The last few weeks there were kind of sad. Every night after work I’d walk through the house reliving memories and making sure I had emptied all the closets. Then one night I was shaken to the core by what I found. There in the midst of the growing pile of the buyers’ belongings was the old rocker-bouncer I had restored fifteen years earlier. It had come home with a new family to start another story. Don’t you just love happy endings?
PS: I recently learned that the little rocker bouncer, called the ShooFly Teeter Totter was made by the Delphos Bending Company in the mid-50s. A barrel hoop maker, Delphos began manufacturing children’s furniture in 1934. By 1951 it was the world’s largest manufacturer of kids’ furniture.

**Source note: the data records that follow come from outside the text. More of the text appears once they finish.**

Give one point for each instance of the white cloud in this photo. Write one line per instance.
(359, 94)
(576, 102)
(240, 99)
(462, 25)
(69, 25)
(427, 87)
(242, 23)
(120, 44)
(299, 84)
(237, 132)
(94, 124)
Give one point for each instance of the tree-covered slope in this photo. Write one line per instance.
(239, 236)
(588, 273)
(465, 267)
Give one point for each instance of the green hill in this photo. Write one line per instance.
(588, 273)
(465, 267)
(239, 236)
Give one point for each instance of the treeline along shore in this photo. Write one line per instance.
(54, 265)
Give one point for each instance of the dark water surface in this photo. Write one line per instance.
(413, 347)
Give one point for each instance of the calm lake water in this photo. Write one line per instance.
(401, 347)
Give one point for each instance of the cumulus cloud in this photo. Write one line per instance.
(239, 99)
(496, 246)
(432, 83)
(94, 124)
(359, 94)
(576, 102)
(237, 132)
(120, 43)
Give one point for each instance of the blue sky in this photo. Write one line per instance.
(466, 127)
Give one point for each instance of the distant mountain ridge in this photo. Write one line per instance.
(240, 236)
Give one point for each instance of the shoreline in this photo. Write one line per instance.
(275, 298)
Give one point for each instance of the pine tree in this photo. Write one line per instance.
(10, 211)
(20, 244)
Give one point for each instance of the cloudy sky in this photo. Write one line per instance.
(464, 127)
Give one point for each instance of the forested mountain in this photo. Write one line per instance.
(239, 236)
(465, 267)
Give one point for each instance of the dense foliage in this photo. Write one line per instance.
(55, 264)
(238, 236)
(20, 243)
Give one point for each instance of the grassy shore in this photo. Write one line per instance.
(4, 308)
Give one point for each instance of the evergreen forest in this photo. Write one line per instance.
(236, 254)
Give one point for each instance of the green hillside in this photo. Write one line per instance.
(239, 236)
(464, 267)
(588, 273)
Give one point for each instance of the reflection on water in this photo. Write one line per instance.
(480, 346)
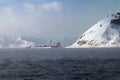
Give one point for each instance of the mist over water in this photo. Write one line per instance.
(60, 64)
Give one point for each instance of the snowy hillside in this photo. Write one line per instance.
(14, 42)
(105, 33)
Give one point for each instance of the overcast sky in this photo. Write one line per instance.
(52, 18)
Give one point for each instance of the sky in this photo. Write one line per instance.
(52, 18)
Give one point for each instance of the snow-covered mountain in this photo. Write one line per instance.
(14, 42)
(105, 33)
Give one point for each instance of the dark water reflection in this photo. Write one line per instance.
(60, 64)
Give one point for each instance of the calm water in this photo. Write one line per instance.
(60, 64)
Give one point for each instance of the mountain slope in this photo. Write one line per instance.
(14, 42)
(105, 33)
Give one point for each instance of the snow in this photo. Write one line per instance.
(14, 42)
(105, 33)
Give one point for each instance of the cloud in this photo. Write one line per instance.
(54, 6)
(29, 19)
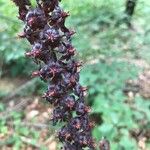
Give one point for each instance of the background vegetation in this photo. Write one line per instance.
(114, 58)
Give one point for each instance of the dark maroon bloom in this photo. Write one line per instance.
(51, 46)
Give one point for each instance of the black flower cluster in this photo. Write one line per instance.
(51, 47)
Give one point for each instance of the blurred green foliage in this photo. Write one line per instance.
(101, 45)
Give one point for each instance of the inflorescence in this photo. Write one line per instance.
(51, 47)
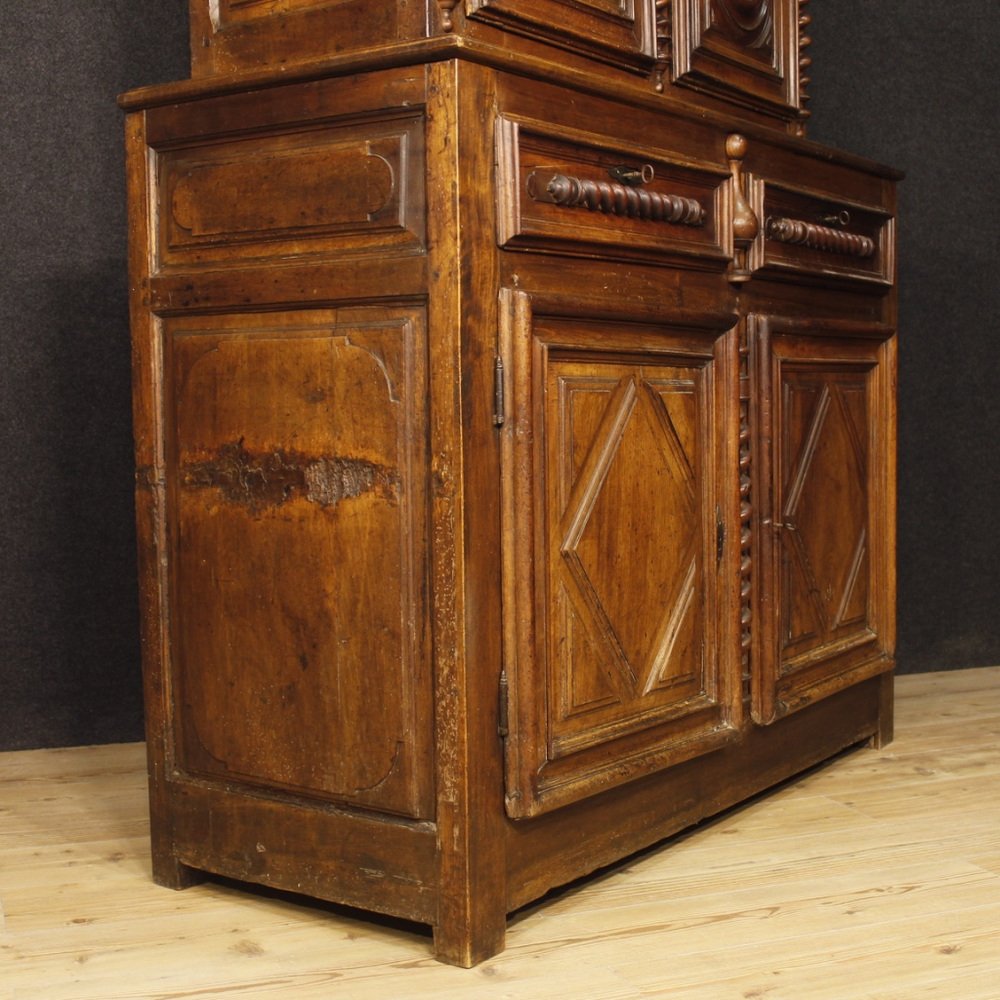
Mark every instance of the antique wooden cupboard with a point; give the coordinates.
(515, 432)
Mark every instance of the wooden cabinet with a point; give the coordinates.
(514, 407)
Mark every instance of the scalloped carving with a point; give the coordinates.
(805, 60)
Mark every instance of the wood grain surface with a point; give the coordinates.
(878, 877)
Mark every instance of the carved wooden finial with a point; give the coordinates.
(447, 6)
(745, 223)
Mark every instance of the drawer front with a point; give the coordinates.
(352, 188)
(804, 232)
(622, 28)
(571, 192)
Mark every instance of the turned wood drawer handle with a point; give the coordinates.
(800, 233)
(614, 199)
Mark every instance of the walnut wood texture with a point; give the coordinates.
(487, 534)
(743, 55)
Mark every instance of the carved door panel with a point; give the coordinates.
(614, 28)
(747, 50)
(619, 489)
(824, 490)
(297, 460)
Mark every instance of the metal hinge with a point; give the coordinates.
(499, 393)
(503, 724)
(720, 536)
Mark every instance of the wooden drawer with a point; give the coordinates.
(351, 188)
(566, 191)
(807, 233)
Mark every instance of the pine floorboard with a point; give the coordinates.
(875, 877)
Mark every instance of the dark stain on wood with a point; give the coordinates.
(258, 481)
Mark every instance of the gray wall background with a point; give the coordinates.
(908, 82)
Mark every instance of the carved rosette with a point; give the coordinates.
(663, 43)
(749, 23)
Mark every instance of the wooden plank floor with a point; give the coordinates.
(877, 877)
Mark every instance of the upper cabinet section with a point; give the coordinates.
(724, 54)
(747, 51)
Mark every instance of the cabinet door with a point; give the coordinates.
(824, 491)
(620, 490)
(622, 28)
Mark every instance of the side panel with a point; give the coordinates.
(619, 493)
(297, 464)
(826, 508)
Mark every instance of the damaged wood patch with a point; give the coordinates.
(269, 479)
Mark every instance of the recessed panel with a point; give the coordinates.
(297, 461)
(619, 30)
(350, 189)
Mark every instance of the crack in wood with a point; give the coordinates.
(270, 479)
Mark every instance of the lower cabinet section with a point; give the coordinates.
(493, 524)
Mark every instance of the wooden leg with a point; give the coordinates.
(170, 873)
(883, 735)
(467, 943)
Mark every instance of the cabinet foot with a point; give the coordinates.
(468, 946)
(171, 874)
(883, 735)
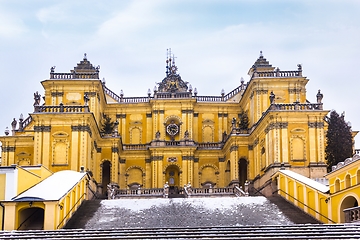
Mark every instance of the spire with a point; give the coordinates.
(172, 82)
(261, 65)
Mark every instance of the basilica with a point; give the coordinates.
(173, 135)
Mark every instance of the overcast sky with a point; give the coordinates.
(215, 42)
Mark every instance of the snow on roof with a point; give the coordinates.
(312, 183)
(52, 188)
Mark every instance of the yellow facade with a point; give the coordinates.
(37, 213)
(15, 180)
(173, 134)
(326, 204)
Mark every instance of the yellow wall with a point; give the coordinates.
(26, 180)
(347, 174)
(56, 213)
(2, 186)
(307, 198)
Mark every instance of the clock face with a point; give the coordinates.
(172, 129)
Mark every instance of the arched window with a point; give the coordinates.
(337, 185)
(347, 181)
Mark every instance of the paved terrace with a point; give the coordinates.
(186, 212)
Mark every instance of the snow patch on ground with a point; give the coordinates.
(186, 212)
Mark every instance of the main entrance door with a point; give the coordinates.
(172, 177)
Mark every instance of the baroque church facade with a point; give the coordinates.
(172, 135)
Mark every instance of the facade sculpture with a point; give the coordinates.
(174, 122)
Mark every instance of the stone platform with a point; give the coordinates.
(186, 212)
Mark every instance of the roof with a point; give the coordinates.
(52, 188)
(312, 183)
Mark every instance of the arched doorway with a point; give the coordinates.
(172, 176)
(243, 173)
(227, 173)
(348, 202)
(31, 219)
(106, 166)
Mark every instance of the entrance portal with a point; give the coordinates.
(105, 176)
(172, 177)
(31, 219)
(348, 202)
(242, 172)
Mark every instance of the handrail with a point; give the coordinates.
(38, 209)
(70, 210)
(305, 205)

My first antique store experience was in the 80’s in Michigan. The owners’ love of things old and precious was absolutely contagious. Over the years I would buy a vintage silver heart-shaped pendant, a large framed beveled mirror from a gorgeous Mae West era sideboard, and an 1860’s nightstand from them. I still have and love them all.
The many wonderful things I’ve collected since then have come with the memory of who was with me when I bought them, and where they came from. My house is full of flashbacks.
Then every so often someone will become attached to something on my wall or shelf; a face that looks like someone they know; the image of the Spirit of St Louis against a menacing sky; an antique English plate with a real historical connection to them. So I gladly relinquish them to the people they belong with. It makes me so happy to know they’re loved even more by someone else.
My friend’s husband once asked her, “why do you buy old things when you can afford to have whatever you want new?” Why? Because every piece tells a story. It reminds us that those who came before us lived, loved, feared, cried, laughed, and grew in the presence of these wonderfully comforting treasures.
Now my daughter is embracing vintage pieces in her home. Last year she used an old mid-century snow sled as part of her Christmas decoration. Imagine my surprise when without knowing it, she had bought one that was identical to the one I had has a kid.
The point is, sometimes we’re the permanent recipient. Other times we’re the interim caretaker. Either way, it’s a good thing.